Während in anderen Motels nach dem Abendessen angenehme Ruhe herrschte, verwandelte sich das Motel Palmiye in eine Diskothek. Das Tonband spielte in höchster Lautstärke. Die Gäste tranken Alkohol, wurden laut und begannen zu lärmen und zu tanzen. Die Ruhestörung dauerte jedes Mal bis weit nach Mitternacht. Jemand, der nicht mitmachen wollte und den Schlaf vorzog, konnte unmöglich schlafen. Der Motelbesitzer und sein Bruder waren jedes Mal mit dabei, wahrscheinlich um den Getränkeumsatz zu steigern.

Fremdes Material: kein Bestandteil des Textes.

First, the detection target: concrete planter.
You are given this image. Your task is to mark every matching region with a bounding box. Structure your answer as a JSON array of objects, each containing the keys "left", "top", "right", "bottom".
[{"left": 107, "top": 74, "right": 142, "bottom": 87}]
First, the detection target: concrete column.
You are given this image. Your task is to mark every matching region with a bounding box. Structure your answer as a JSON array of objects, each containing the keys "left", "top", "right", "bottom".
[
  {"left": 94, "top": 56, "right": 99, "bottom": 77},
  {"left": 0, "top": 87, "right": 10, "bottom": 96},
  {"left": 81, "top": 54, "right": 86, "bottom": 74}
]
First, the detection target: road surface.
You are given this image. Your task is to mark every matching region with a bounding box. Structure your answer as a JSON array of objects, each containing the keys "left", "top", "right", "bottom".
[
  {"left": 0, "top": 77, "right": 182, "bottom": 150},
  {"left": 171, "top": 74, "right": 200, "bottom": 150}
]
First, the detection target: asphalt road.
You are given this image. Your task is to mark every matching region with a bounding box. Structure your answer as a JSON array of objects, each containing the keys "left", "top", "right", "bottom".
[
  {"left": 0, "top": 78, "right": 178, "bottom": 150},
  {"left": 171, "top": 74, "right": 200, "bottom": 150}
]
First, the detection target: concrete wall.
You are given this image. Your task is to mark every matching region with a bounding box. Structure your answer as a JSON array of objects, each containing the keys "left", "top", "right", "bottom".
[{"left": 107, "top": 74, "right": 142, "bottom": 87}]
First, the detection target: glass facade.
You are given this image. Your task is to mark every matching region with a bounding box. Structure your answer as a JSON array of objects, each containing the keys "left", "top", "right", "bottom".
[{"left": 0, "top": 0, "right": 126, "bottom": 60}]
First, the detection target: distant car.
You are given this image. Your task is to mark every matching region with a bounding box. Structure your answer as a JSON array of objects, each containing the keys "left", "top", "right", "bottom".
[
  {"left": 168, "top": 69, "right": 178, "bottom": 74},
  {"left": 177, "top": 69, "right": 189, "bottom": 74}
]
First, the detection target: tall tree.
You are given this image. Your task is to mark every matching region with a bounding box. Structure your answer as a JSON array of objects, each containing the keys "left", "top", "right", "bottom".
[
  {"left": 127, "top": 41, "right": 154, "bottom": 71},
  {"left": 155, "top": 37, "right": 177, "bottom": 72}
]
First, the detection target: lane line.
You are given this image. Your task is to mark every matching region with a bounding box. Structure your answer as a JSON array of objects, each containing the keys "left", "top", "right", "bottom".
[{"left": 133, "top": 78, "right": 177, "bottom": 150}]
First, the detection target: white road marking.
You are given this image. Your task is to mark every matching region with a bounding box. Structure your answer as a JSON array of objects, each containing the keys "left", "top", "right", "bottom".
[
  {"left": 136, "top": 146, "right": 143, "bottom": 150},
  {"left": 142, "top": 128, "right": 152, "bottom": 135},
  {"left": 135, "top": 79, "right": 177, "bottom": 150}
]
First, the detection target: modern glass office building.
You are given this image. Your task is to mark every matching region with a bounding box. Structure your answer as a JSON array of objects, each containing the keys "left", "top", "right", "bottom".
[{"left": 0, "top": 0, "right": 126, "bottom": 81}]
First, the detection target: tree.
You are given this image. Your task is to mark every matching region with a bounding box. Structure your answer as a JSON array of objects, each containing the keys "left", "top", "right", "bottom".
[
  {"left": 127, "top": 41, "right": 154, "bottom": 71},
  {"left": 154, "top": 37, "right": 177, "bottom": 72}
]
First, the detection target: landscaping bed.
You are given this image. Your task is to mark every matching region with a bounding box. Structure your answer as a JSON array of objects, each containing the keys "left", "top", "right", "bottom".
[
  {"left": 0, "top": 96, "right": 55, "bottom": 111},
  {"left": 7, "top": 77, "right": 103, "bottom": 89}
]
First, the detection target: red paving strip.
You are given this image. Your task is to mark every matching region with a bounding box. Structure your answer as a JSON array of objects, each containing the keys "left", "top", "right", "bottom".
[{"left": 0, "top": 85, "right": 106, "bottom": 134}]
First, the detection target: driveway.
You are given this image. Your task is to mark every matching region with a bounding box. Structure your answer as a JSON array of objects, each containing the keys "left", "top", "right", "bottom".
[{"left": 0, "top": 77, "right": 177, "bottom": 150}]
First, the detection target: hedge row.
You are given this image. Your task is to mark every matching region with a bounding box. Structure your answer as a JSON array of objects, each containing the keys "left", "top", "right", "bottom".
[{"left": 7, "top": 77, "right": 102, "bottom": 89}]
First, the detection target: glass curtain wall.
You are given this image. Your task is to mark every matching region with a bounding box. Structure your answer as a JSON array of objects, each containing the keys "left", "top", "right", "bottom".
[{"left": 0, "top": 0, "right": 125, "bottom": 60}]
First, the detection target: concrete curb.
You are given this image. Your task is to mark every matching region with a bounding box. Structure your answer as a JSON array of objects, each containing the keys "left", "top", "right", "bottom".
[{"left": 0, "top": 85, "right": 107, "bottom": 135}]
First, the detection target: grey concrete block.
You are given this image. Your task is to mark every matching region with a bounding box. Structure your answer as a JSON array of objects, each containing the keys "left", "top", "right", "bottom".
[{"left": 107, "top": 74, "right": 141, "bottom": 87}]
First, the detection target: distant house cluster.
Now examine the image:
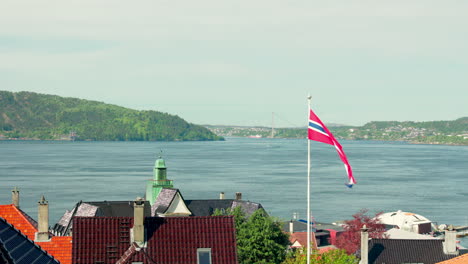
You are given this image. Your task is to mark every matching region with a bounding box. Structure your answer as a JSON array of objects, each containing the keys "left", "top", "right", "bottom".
[{"left": 0, "top": 158, "right": 468, "bottom": 264}]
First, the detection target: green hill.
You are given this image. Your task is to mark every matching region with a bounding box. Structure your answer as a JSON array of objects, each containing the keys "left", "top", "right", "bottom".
[{"left": 0, "top": 91, "right": 223, "bottom": 141}]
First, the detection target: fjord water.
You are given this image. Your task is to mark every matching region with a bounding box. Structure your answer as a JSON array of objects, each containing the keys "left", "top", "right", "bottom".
[{"left": 0, "top": 138, "right": 468, "bottom": 245}]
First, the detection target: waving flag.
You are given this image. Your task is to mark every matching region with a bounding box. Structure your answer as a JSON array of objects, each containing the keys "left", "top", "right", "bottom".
[{"left": 308, "top": 110, "right": 356, "bottom": 188}]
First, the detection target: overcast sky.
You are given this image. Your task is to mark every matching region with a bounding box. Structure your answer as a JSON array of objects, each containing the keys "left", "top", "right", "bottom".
[{"left": 0, "top": 0, "right": 468, "bottom": 126}]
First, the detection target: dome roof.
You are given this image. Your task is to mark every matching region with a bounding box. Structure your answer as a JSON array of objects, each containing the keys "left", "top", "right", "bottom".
[{"left": 378, "top": 210, "right": 431, "bottom": 230}]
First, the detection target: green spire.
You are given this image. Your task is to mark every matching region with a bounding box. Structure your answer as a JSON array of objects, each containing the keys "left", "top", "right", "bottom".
[
  {"left": 146, "top": 156, "right": 174, "bottom": 205},
  {"left": 153, "top": 156, "right": 167, "bottom": 181}
]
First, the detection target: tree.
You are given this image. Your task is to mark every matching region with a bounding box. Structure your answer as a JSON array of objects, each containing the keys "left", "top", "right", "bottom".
[
  {"left": 283, "top": 247, "right": 359, "bottom": 264},
  {"left": 214, "top": 207, "right": 289, "bottom": 264},
  {"left": 335, "top": 209, "right": 386, "bottom": 254}
]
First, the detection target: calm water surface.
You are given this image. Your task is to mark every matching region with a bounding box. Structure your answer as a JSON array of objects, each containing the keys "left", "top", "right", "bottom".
[{"left": 0, "top": 138, "right": 468, "bottom": 246}]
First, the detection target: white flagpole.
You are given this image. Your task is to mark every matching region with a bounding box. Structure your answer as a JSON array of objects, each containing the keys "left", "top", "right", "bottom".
[{"left": 307, "top": 95, "right": 312, "bottom": 264}]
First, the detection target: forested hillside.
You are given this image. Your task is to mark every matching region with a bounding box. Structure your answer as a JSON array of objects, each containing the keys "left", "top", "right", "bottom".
[{"left": 0, "top": 91, "right": 222, "bottom": 141}]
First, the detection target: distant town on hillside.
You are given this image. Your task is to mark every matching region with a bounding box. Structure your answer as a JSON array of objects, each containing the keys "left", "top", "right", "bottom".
[{"left": 206, "top": 117, "right": 468, "bottom": 145}]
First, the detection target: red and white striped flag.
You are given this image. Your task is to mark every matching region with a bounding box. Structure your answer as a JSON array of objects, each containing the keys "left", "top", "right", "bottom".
[{"left": 308, "top": 110, "right": 356, "bottom": 188}]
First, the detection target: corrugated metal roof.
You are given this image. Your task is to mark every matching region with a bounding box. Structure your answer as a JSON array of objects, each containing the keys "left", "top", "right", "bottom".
[
  {"left": 0, "top": 204, "right": 37, "bottom": 240},
  {"left": 73, "top": 216, "right": 237, "bottom": 264},
  {"left": 0, "top": 204, "right": 72, "bottom": 264},
  {"left": 151, "top": 188, "right": 179, "bottom": 216},
  {"left": 0, "top": 217, "right": 59, "bottom": 264},
  {"left": 369, "top": 239, "right": 456, "bottom": 264},
  {"left": 185, "top": 199, "right": 263, "bottom": 216}
]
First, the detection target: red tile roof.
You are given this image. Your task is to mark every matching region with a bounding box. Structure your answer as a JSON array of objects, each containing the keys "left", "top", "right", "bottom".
[
  {"left": 73, "top": 216, "right": 237, "bottom": 264},
  {"left": 35, "top": 236, "right": 72, "bottom": 264},
  {"left": 289, "top": 232, "right": 317, "bottom": 249},
  {"left": 0, "top": 204, "right": 72, "bottom": 264},
  {"left": 437, "top": 253, "right": 468, "bottom": 264}
]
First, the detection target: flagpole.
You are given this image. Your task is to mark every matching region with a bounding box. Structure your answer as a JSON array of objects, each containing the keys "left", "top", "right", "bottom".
[{"left": 307, "top": 95, "right": 312, "bottom": 264}]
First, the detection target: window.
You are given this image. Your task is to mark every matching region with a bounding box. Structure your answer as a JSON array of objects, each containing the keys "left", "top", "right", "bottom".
[{"left": 197, "top": 248, "right": 211, "bottom": 264}]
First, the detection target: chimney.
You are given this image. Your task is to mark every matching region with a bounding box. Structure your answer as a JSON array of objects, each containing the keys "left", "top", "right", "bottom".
[
  {"left": 35, "top": 195, "right": 50, "bottom": 242},
  {"left": 360, "top": 225, "right": 369, "bottom": 264},
  {"left": 11, "top": 187, "right": 19, "bottom": 208},
  {"left": 132, "top": 197, "right": 145, "bottom": 247},
  {"left": 444, "top": 225, "right": 457, "bottom": 254}
]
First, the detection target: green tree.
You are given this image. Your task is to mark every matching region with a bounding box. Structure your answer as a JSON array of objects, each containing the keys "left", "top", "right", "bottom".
[{"left": 214, "top": 207, "right": 289, "bottom": 264}]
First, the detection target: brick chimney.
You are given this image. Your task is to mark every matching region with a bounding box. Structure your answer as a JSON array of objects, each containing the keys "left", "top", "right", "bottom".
[
  {"left": 132, "top": 197, "right": 145, "bottom": 247},
  {"left": 360, "top": 225, "right": 369, "bottom": 264},
  {"left": 35, "top": 195, "right": 50, "bottom": 242},
  {"left": 444, "top": 225, "right": 458, "bottom": 254},
  {"left": 11, "top": 187, "right": 19, "bottom": 208}
]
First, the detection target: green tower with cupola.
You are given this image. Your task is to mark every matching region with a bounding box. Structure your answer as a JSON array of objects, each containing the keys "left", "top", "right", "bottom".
[{"left": 146, "top": 157, "right": 174, "bottom": 205}]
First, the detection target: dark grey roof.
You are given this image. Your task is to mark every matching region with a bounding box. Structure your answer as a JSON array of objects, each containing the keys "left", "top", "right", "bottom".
[
  {"left": 53, "top": 201, "right": 151, "bottom": 236},
  {"left": 0, "top": 217, "right": 59, "bottom": 264},
  {"left": 151, "top": 188, "right": 179, "bottom": 216},
  {"left": 369, "top": 239, "right": 457, "bottom": 264},
  {"left": 185, "top": 199, "right": 263, "bottom": 216},
  {"left": 88, "top": 201, "right": 151, "bottom": 217},
  {"left": 283, "top": 220, "right": 344, "bottom": 232}
]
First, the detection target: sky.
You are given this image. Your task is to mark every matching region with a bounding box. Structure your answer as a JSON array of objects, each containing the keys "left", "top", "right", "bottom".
[{"left": 0, "top": 0, "right": 468, "bottom": 127}]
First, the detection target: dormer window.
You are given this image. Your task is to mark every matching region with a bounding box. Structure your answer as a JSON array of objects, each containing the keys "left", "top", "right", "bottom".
[{"left": 197, "top": 248, "right": 211, "bottom": 264}]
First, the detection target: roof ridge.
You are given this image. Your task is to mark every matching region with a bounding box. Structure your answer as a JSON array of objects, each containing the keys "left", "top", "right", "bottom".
[
  {"left": 0, "top": 204, "right": 37, "bottom": 232},
  {"left": 0, "top": 218, "right": 59, "bottom": 263}
]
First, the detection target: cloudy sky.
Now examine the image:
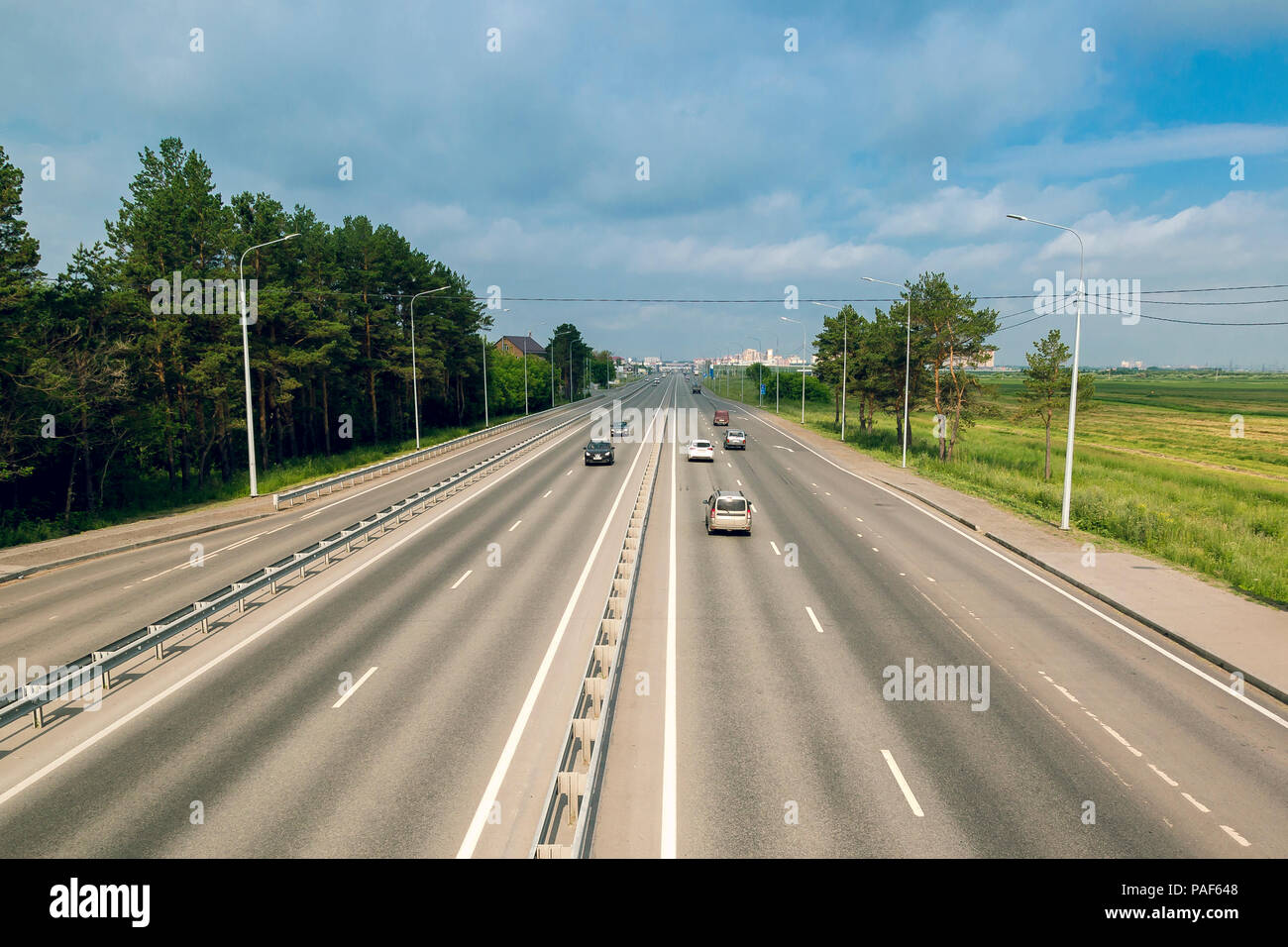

Das ging fast jeden Abend und jede Nacht so. Unsere kleinen Kinder konnten nicht einschlafen und weinten stundenlang. Meine Frau zitterte am ganzen Körper. Ich war mit den Nerven ebenfalls völlig am Ende und beschwerte mich endlich. Ich fragte, ob sich Türken nicht schämten, sich wie Gavur (Gottlose) aufzuführen. In meiner Wut nannte ich den Motelbesitzer einen „Gavur oglu gavur“ (Gottloser, Sohn eines Gottlosen). Dieser fühlte sich daraufhin zu tiefst beleidigt und kam mit seinem Bruder und einigen Gästen, um sich dafür zu rächen. Alle waren natürlich betrunken. Der Motelbesitzer wollte die Tür unseres Zimmers, in dem ich mich mit meiner Frau und meinen zwei Kindern befand, mit Gewalt aufbrechen. Er befahl mir, sofort herauszukommen. Ich war mir über den Ernst der Situation klar und verlangte die Polizei. Man beschimpfte uns jedoch auf die gemeinste und primitivste Art. Ich war von dem Geschehnis aufs tiefste angewidert. Meine Frau nahm unser kleines Kind auf den Arm, um sich somit einen Weg ins Freie zu schaffen. Ich konnte nicht raus; denn ich mußte annehmen, daß der Motelbesitzer und sein Bruder bewaffnet waren. Ein türkischer Freund kam mit einem Taxi und holte uns in der Früh um 1.30 Uhr aus dieser Hölle heraus. Als wir das Motel verließen, wurden wir von den Besitzern und türkischen Gästen nochmals auf das tiefste beleidigt, wahrscheinlich mit der Absicht, daß ich mich zu einer Schlägerei hinreißen lassen würde. Ich bewahrte jedoch Ruhe. Wir stiegen in das Auto ein. Man reichte uns die Rechnung ins Auto, die ich jedoch nicht prüfen konnte. Am Morgen merkte ich, daß die Rechnung viel zu hoch war.

5 Tag    à  290 TL      =  1 450  TL
5 Tage   x 100 TL       =    500  TL
                       --------------
insgesamt                  1 950  TL

Man hatte einfach 500 TL dazugeschlagen. Mein Urlaub war auf diese Art zu einem ganz schlimmen Abenteuer geworden. Noch viele Tage später verspürten wir den Schock. Motelbesitzern dieser Kategorie sollte das Handwerk gelegt werden. Sie schaden dem türkischen Ruf, ein Land der Gastfreundschaft zu sein.